L’edificio che era stato creato negli anni duemila per accogliere il museo archeologico, che ha ospitato per qualche anno i cimeli del cantautore Franco Califano e che nel 2017 era stato trasformato dal commissario prefettizio nella sede della Polizia locale, ora assume l’ennesima nuova destinazione. Un istituto serale è già qualcosa, non manca però il rammarico dell’amministrazione comunale del Movimento cinque stelle per l’impossibilità, almeno per il momento, di portare ad Ardea la prima scuola superiore.

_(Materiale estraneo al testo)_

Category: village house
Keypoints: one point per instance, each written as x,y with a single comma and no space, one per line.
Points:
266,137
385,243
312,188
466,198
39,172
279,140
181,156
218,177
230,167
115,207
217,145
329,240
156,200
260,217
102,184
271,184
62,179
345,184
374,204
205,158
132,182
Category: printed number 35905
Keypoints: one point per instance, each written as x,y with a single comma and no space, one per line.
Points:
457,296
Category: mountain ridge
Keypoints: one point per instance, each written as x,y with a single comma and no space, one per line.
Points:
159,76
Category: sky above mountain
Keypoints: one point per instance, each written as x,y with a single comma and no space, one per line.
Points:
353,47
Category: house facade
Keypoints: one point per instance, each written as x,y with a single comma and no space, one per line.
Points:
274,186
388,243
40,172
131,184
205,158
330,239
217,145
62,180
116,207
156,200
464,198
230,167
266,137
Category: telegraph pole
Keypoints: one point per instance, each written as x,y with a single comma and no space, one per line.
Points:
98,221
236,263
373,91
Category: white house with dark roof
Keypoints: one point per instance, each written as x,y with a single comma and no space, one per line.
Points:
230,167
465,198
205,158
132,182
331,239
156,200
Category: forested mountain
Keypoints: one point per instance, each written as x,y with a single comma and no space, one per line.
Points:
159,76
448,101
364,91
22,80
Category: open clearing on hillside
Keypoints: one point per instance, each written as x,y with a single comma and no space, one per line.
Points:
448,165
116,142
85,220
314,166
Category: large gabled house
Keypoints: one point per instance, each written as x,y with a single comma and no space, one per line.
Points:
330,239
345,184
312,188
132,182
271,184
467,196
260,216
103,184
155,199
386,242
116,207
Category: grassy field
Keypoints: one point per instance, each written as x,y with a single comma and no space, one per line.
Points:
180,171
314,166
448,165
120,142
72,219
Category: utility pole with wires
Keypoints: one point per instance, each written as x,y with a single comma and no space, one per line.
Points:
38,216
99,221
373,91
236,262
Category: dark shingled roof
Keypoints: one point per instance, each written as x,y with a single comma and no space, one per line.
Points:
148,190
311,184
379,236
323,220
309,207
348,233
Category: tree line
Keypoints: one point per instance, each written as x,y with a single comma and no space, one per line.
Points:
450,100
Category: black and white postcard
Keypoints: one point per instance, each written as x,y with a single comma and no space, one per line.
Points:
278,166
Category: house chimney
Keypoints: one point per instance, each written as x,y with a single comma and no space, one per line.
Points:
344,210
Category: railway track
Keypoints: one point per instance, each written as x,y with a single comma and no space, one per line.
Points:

«Dopo aver constatato con molto disappunto che Città metropolitana aveva inopinatamente cancellato d’un colpo l’atto d’indirizzo consigliare che destinava cinque milioni di euro alla costruzione di un istituto superiore – spiega il sindaco pentastellato Mario Savarese - abbiamo dovuto aggirare l’ostacolo e ci siamo rivolti al ministero dell’Istruzione e finalmente arriva un primo risultato della nostra azione». Dichiarazioni che hanno provocato la reazione poco conciliante dell’amministrazione metropolitana, anch’essa a guida grillina: «A gennaio 2019 e poi a marzo 2019 ho incontrato il sindaco Savarese per valutare la possibilità di individuare in un terreno di nostra proprietà il luogo dove immaginare la costruzione di una scuola – replica il vicesindaco della Città metropolitana Teresa Zozza – purtroppo le condizioni idrogeologiche non ci hanno consentito di proseguire su quella strada». Poi la stoccata al primo cittadino da parte sempre di Zotta, che peraltro è sua collega di partito: «Dal sindaco non sono arrivate controproposte, tanto per essere onesti. Non è il colore politico a determinare le scelte della nostra amministrazione, ma i progetti concreti che i sindaci operosi ci propongono. Non possiamo permetterci di perdere tempo, soprattutto con polemiche che usano come scudo altri enti forse per nascondere sotto la sabbia quello che non si è riusciti a programmare nel proprio ambito». Una vera e propria dichiarazione di guerra.